Understand What HOLLIS Is

HOLLIS is the Harvard Library’s main search tool. It enables you to search across subjects, languages, time periods, and information formats.

The Catalog & Articles search searches the catalog plus billions of citations. Or you can choose Library Catalog from the drop-down to limit to Harvard collections.

Choose Catalog & Articles if:

  • You want to explore the broadest variety of sources
  • Your topic is very interdisciplinary or very current
  • You already have the title of an article you want

Choose Library Catalog if:

  • You want book-length treatments of a topic
  • You’re looking for Harvard collections in particular
  • You need reliable filters for authors and subjects

Know How to Build Good Searches

Creating search strings with some of the techniques below can help you get better results up front.

conventions to use quotation marks, Boolean operators, truncation with an asterisk, parenthesis for synonyms

Take Control of Your Search Results

While searching HOLLIS you may sometimes find yourself overwhelmed by either the numbers or types of results your search returns. If this happens, try one of these tricks to bring your results into sharper focus:

1. Limit "Catalog & Articles" results using the PEER REVIEWED ARTICLES filter.

  • You'll raise the visibility of scholarly journal articles in your results, and eliminate newspaper/magazine articles and books .

2. Limit your results to publications from the last 5, 10, 15, or 20 years.

  • You'll get a snapshot of the most recent research trends and scholarly approaches in a field (or around a particular issue).

3. Add a keyword (or keywords) to indicate what you're after

  • Examples: 
    • Handbook or companion or encyclopedia are common words to help identify good background or overview sources. Reader, anthology, collect* (to pick up collection and collected) are also commonly used for books that bring together significant readings on a subject by one or more  researchers. 
    • Criticism or interpretation are words that will bring up secondary source studies of a book, film, artwork, musical piece, artist or writer, etc. 
    • History is a way to get at full-length studies not just of countries or events, but also of ideas and concepts and broad subjects. 
    • Debate or controversy (or controvers*), or contested or disputed are words that will often help you surface works that identify the "stakes" of a particular argument, action, conclusion, etc. Political scientists like the word puzzle -- so consider. trying that word, too, if your topic angles that way.
    • Theory or theoretical or philosophy or philosophical are terms that sometimes help surface works in larger contexts or examined via a "lens" of some kind. 
    • Case study or interview or qualitative might angle towards social science and away from the popular culture/humanistic research.

4. Limit your search results using the BOOKS or BOOK CHAPTERS filters.

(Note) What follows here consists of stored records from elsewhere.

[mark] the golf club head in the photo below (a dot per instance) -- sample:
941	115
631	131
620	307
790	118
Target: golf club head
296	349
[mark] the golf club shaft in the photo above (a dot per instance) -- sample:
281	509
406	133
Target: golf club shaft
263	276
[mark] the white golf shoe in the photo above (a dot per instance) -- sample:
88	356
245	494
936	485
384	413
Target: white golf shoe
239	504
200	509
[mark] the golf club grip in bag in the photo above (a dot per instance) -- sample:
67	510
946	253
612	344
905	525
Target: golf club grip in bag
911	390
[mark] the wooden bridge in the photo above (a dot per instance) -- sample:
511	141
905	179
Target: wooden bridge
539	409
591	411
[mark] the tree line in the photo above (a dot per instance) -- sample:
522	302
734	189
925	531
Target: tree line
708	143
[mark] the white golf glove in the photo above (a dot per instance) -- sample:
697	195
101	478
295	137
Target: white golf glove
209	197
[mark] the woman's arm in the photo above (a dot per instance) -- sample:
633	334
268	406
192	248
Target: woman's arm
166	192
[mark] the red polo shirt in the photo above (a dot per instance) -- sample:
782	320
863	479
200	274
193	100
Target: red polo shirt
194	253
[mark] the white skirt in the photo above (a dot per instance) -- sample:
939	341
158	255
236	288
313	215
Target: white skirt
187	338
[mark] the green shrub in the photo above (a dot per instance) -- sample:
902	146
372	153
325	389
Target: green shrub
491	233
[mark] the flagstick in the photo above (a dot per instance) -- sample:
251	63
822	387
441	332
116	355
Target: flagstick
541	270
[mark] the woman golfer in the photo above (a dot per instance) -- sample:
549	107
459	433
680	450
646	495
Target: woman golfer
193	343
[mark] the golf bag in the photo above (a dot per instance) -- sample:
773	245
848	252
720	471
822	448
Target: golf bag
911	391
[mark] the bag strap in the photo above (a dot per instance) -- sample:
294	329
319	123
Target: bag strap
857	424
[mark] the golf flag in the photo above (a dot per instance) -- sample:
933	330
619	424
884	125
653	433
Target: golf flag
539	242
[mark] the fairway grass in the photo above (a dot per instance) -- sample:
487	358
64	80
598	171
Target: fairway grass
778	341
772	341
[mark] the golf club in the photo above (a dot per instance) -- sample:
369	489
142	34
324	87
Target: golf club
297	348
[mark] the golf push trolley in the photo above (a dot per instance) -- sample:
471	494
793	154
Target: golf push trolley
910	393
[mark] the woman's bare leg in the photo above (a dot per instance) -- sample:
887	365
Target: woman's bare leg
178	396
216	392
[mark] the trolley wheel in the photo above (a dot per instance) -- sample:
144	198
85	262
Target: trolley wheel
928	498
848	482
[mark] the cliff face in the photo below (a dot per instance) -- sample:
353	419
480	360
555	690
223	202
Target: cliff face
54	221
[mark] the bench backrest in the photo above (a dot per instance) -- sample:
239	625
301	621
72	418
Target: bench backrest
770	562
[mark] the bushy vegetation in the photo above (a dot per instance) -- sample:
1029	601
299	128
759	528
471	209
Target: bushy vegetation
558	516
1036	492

  • Your numbers will immediately get smaller. And with book chapters, you may discover a great resource that you might not have seen by relying solely on the titles of books.

Getting PDFs From Us

Scan and Deliver

When an article you find in HOLLIS is not owned at Harvard, or is available in a printed journal volume but not online, you can ask us to make a PDF for you through a service called Scan and Deliver. This service is also an option if you want up to two chapters of any Harvard-owned book digitized for your use.

Tracking Down Other Copies of Books

If a book you need is not owned by the Harvard Library or is not currently available from the Library, use Interlibrary Loan/Borrow Direct to request a copy from another library.